Saint‑Simon est obsédé par la dignité des ducs et pairs (sommet de la hiérarchie, cœur de son combat), qu’il considère comme les véritables garants de la monarchie. Il défend leur rang avec une passion presque maniaque, car pour lui les ducs sont les conseillers naturels du roi. Ils incarnent la continuité de l’État. Leur rang est un rempart contre les favoris et les parvenus. D’où ses combats acharnés contre les bâtards légitimés (dont l’élévation menace l’ordre dynastique), les ministres roturiers (qui concentrent un pouvoir jugé illégitime), les usurpations de préséance, qui brouillent la hiérarchie. Pour lui, la politique commence par le rang.
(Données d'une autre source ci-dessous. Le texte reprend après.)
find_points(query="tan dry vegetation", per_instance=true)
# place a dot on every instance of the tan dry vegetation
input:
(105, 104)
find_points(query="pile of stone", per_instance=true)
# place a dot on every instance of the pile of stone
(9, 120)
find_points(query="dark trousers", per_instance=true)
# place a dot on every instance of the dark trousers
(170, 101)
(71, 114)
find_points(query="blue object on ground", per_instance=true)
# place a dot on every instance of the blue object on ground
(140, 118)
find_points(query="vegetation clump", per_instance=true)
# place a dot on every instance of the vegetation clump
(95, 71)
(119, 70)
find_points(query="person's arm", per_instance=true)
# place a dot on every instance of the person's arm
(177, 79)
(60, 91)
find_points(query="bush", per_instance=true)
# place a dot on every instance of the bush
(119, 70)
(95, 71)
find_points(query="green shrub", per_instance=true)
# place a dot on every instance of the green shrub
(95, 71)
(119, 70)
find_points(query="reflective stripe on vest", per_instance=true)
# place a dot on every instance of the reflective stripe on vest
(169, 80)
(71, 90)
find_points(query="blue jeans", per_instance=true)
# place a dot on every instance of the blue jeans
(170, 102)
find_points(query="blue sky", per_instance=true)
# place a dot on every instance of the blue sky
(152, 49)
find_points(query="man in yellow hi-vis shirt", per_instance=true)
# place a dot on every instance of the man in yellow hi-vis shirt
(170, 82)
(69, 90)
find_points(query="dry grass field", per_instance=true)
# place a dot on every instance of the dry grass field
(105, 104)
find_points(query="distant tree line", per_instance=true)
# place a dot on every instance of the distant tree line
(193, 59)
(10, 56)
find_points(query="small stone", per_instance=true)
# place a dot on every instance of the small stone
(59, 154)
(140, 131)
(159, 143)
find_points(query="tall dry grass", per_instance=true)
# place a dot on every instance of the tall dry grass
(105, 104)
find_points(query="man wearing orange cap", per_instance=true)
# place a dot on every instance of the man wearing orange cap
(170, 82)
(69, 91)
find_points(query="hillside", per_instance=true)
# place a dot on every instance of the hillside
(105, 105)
Les Mémoires sont traversés par un sentiment de déclin aristocratique. Saint‑Simon voit la noblesse affaiblie par l’absolutisme, corrompue par la faveur, divisée par les cabales, dépossédée de ses fonctions politiques. Louis XIV, en concentrant le pouvoir, a transformé les nobles en courtisans dépendants, obsédés par les grâces plutôt que par le service. La noblesse devient un théâtre, non un corps politique.
Ce qui rend Saint‑Simon fascinant, c’est qu’il ne se contente pas de défendre la noblesse. Il analyse son fonctionnement avec une précision qui annonce l’anthropologie sociale. Il observe les rites (préséances, entrées, cérémonials), les stratégies familiales (alliances, mariages, héritages), les mécanismes de distinction (titres, charges, honneurs), les formes de capital symbolique (ancienneté, réputation, vertu). Sa noblesse est un système de signes, un langage politique.
Saint‑Simon n’est pas un démocrate avant l’heure : il est théoricien de la monarchie mixte, où le roi gouverne avec la noblesse, non contre elle. Il rêve d’un régime où le roi écoute les ducs et pairs, où les nobles participent aux décisions, où les ministres ne sont pas des roturiers, où les institutions respectent les lignages. C’est une vision conservatrice, mais structurée, cohérente, presque constitutionnelle. Sa noblesse est une métaphore des élites contemporaines : un groupe qui se pense indispensable, qui se protège, qui se fragilise, qui se transforme.